WARSAW, Poland - Poland's president celebrated the start of Hanukkah by visiting Warsaw's main synagogue yesterday, a gesture that the city's Jewish community greeted as a historic step in its revival.
Lech Kaczynski's visit marked the first time the head of state has attended a religious service at a synagogue in Poland, whose Jewish population was nearly wiped out in the Holocaust and later suffered from communist-era repression.
The visit "means we're in a normal country . . . a country that treasures that it has citizens of different religions and of different backgrounds," said Poland's chief rabbi, Michael Schudrich.
As Kaczynski entered Warsaw's century-old Nozyk synagogue just after sundown, the congregation rose and a group of Jewish children sang "Shalom Aleichem" - "peace be upon you."
Wearing a yarmulke, Kaczynski strode to the front of the synagogue, where he sat as a choir sang the Polish national anthem and a song in Yiddish - the language spoken by many of the nearly 3.5 million Jews who lived in Poland before World War II.
Poland was a haven for Jews for nearly 1,000 years, and was home to Europe's largest community before the war. Most were killed in the ghettos and death camps that Nazi Germany set up after it invaded Poland in 1939, at the war's start.
In the nearly 20 years since communism fell, the community has enjoyed new vitality, with Jews returning to their roots and shaking off old fears of anti-Semitism.
A prayer for the Polish nation, written for the occasion of the president's visit, was also read.
Kaczynski then lit a cream-colored candle that was placed on a silver menorah.

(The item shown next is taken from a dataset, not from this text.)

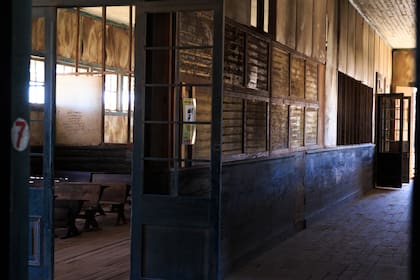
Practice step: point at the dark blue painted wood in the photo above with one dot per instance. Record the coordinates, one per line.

Piotr Kadlcik, the head of the country's Jewish community, said a pre-World War II president, Ignacy Moscicki, visited a synagogue in the 1920s - but that was not for a religious ceremony and he did not spend time with the congregation.
Kaczynski, who is Roman Catholic, has long been a friend to the Jewish community.
He visited the synagogue in his former role as mayor of Warsaw; he promoted a planned museum on Jewish history by donating city land to the project; and for the past two years he has marked Hanukkah with candle-lighting celebrations at the presidential palace.
But his appearance in the house of worship - amid those who had survived the Holocaust and children with no memory of it - was greeted as even more meaningful.